Los teléfonos inteligentes hacen que los módulos sean mucho menos convincentes.

Mobike y Ofo se aprovecharon de la idea y llenaron las calles con bicicletas de colores brillantes que cualquier persona puede escanear para desbloquearlas. “Tuvimos que adaptar el modelo de negocio”, dice Ryan Rzepecki, fundador de Social Bicycles, un servicio de bicicletas compartidas que opera en 40 ciudades de Estados Unidos y vio cómo dos contratos gubernamentales se desmoronaban después de años de negociaciones. Pisando sus talones estaban otras nuevas empresas estadounidenses como Lime y Spin, que llevarán el modelo chino a Estados Unidos. Rzepecki renombró su compañía y vendió Jump a Uber por unos 200 mdd en marzo.

Chris Taylor rides an Ofo bike in Seattle, the company’s first city in the U.S. Foto: Ian Coble para Forbes.

La oportunidad de Ofo de ingresar a Estados Unidos se produjo el año pasado cuando Seattle, la ciudad de actividades al aire libre, después de invertir millones de dólares en un programa basado en módulos, decidió abrir la ciudad a sistemas privados libres de anclaje. Ofo, Lime y Spin están probando la ciudad. En seis meses el trío reservó 469,000 viajes, casi el doble de lo que el sistema de módulos consiguió durante toda su vida útil de 30 meses. Sin embargo, no es lo suficientemente bueno, sus bicicletas se usan un promedio de seis veces por semana, un tercio de lo que un operador probablemente necesita para obtener un beneficio.

En China, Ofo cobra 15 centavos por un viaje. En EU gana más de 1 dólar. Comprar las bicicletas es solo el comienzo de los costos del operador: tiene que pagarle a la gente para redistribuir las bicicletas en una ciudad y recolectar y reparar las dañadas. En China, los bajos costos laborales significan que Ofo puede contratar enjambres de personas para que penetren en las calles. Para Estados Unidos Ofo tuvo que desarrollar un software que rastreara con qué frecuencia se usaba cada bicicleta. Si una bicicleta no se ha movido en 24 horas, puede estar rota o en un lugar inalcanzable, entonces Ofo envía a alguien a recogerla.

¿Costos de cumplimiento normativo? Quizá no son muchos en Asia, pero hay algo que tomar en cuenta: Seattle requiere que las compañías respondan dentro de dos horas a cualquier reclamo de módulos de bicicletas. En Chicago, un nuevo programa piloto exige que las bicicletas se amarren a objetos como un soporte para bicicletas o un poste.

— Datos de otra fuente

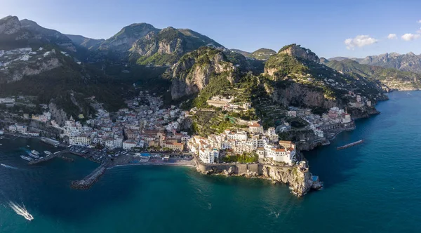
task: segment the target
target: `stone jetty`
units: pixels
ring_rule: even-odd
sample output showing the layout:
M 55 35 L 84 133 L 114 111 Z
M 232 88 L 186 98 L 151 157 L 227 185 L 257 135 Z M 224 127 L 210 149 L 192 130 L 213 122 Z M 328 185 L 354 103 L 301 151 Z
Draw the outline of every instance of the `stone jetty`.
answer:
M 51 154 L 51 155 L 48 155 L 48 156 L 41 157 L 39 159 L 32 160 L 32 161 L 30 161 L 28 163 L 28 164 L 30 164 L 30 165 L 37 164 L 39 164 L 39 163 L 41 163 L 41 162 L 45 162 L 45 161 L 50 161 L 50 160 L 51 160 L 51 159 L 54 159 L 55 157 L 60 158 L 60 159 L 63 159 L 65 161 L 72 162 L 74 161 L 73 159 L 72 159 L 72 158 L 67 158 L 67 157 L 65 157 L 63 156 L 63 154 L 68 153 L 68 152 L 69 152 L 67 150 L 62 150 L 61 152 L 56 152 L 55 154 Z
M 336 149 L 340 150 L 340 149 L 346 149 L 346 148 L 348 148 L 348 147 L 354 147 L 354 145 L 357 145 L 359 144 L 361 144 L 363 142 L 364 142 L 364 140 L 360 140 L 359 141 L 354 142 L 352 143 L 347 144 L 347 145 L 345 145 L 344 146 L 337 147 Z
M 83 179 L 72 181 L 71 187 L 76 189 L 88 189 L 99 180 L 104 172 L 105 172 L 105 166 L 101 165 Z

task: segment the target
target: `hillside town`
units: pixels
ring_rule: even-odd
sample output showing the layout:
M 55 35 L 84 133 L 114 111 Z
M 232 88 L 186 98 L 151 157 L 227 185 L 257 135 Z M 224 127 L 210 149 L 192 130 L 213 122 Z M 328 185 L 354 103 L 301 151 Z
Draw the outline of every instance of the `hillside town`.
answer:
M 348 95 L 354 100 L 349 103 L 350 107 L 370 106 L 370 102 L 360 95 L 351 92 Z M 250 109 L 250 103 L 233 104 L 234 100 L 235 97 L 232 96 L 214 96 L 208 100 L 208 104 L 226 111 Z M 13 98 L 0 98 L 0 103 L 6 105 L 13 105 L 15 101 Z M 219 134 L 201 137 L 181 131 L 182 125 L 191 113 L 173 105 L 163 107 L 161 97 L 140 91 L 138 96 L 126 100 L 126 103 L 127 107 L 110 113 L 100 104 L 93 102 L 96 110 L 94 118 L 84 120 L 84 116 L 80 114 L 76 116 L 79 121 L 71 116 L 63 125 L 52 119 L 45 105 L 42 106 L 44 110 L 42 114 L 30 116 L 24 114 L 24 118 L 58 129 L 61 132 L 60 140 L 74 146 L 105 147 L 112 150 L 188 152 L 204 164 L 225 163 L 227 161 L 223 159 L 225 157 L 241 154 L 255 157 L 253 162 L 284 165 L 295 164 L 301 159 L 298 157 L 295 142 L 279 140 L 279 133 L 293 131 L 287 121 L 267 130 L 257 121 L 250 121 L 246 128 L 226 129 Z M 307 122 L 304 129 L 312 131 L 315 140 L 330 139 L 334 133 L 355 127 L 347 108 L 333 107 L 319 115 L 312 113 L 310 109 L 290 107 L 286 112 L 287 118 Z M 12 133 L 39 136 L 39 132 L 29 128 L 27 126 L 16 123 L 6 129 Z

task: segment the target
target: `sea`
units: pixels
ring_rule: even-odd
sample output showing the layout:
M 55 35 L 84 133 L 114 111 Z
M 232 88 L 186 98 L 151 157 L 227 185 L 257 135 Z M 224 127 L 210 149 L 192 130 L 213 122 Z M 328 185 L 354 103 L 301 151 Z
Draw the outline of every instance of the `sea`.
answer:
M 0 140 L 0 232 L 421 232 L 421 92 L 389 97 L 381 114 L 305 152 L 324 189 L 300 198 L 283 184 L 162 166 L 114 168 L 74 190 L 70 182 L 98 164 L 74 157 L 29 166 L 19 155 L 58 149 Z

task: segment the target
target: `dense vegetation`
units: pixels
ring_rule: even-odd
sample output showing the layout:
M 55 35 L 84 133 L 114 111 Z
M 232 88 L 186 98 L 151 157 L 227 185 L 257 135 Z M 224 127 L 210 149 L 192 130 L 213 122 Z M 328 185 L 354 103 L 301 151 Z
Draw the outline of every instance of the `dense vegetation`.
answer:
M 255 163 L 259 160 L 259 156 L 255 152 L 243 152 L 242 154 L 226 156 L 222 157 L 222 160 L 223 162 L 226 163 Z

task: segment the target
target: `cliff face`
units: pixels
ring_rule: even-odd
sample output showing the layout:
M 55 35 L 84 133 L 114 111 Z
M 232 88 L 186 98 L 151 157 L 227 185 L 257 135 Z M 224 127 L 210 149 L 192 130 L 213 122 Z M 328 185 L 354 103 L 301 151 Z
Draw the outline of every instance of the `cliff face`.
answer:
M 0 19 L 0 34 L 10 35 L 20 30 L 20 22 L 16 16 L 7 16 Z
M 222 174 L 245 177 L 260 177 L 274 182 L 288 184 L 291 192 L 302 197 L 311 189 L 320 189 L 322 183 L 313 180 L 308 168 L 298 166 L 281 166 L 266 164 L 202 164 L 197 162 L 196 170 L 203 174 Z
M 309 190 L 319 189 L 321 182 L 313 180 L 312 173 L 308 168 L 298 166 L 280 167 L 264 165 L 262 176 L 274 181 L 288 184 L 291 192 L 298 197 L 302 197 Z
M 124 27 L 99 46 L 100 50 L 111 50 L 119 53 L 127 53 L 136 40 L 158 29 L 147 23 L 135 23 Z
M 295 44 L 281 48 L 278 54 L 288 54 L 291 57 L 300 58 L 316 63 L 320 63 L 320 59 L 316 53 L 308 48 L 302 48 Z
M 60 125 L 64 125 L 67 121 L 67 114 L 62 109 L 58 108 L 57 105 L 53 102 L 50 102 L 48 105 L 50 112 L 51 112 L 51 117 L 55 120 L 55 121 Z
M 342 106 L 340 100 L 325 98 L 322 90 L 298 83 L 292 83 L 286 88 L 271 88 L 267 86 L 265 89 L 274 100 L 286 107 L 292 105 L 328 109 Z
M 421 55 L 413 53 L 399 54 L 396 53 L 368 56 L 363 59 L 353 59 L 360 64 L 380 66 L 387 68 L 394 68 L 421 74 Z
M 206 86 L 212 75 L 232 70 L 234 66 L 226 62 L 222 51 L 203 48 L 186 54 L 172 68 L 173 100 L 197 93 Z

Muchas ciudades también limitan la cantidad de bicicletas que cada compañía puede desplegar.

Ahí está el costo de mantenerse en el extremo superior del mercado. Bird, en Santa Mónica, California, introdujo scooters motorizados en septiembre de 2017. Spin recibe 20 dólares al día por cada scooter en San Francisco (sus bicicletas generan alrededor de 1 dólar al día). Lime también agregó scooters a su línea junto con bicicletas eléctricas. Para no quedarse afuera, Ofo agregará motos y scooters con batería este verano

La moda no es suficiente. Como señala Susan Shaheen, codirectora del Transportation Sustainability Research Center: ¿Recuerdas el frenesí que se produjo alrededor del Segway hace una década? No transformó el transporte. Con 9,000  millones de viajes acumulativos (y 1 millón en Estados Unidos), Ofo probablemente no alcanzará el volumen que necesita para obtener beneficios en su gran base de activos. Pero no hay razón por la que no pueda llegar allí. La compañía planea expandirse de 30 ciudades estadounidenses a 100 para fin de año. Si sobrevive, Ofo podría convertirse en una de las primeras compañías chinas en ser un nombre conocido en Estados Unidos. “Simplemente supe de inmediato que esta tecnología era exactamente lo que iba a cambiar fundamentalmente la forma en que las personas circulan en las ciudades”, dice Taylor. “Tienes que creerlo para poder hacerlo realidad”.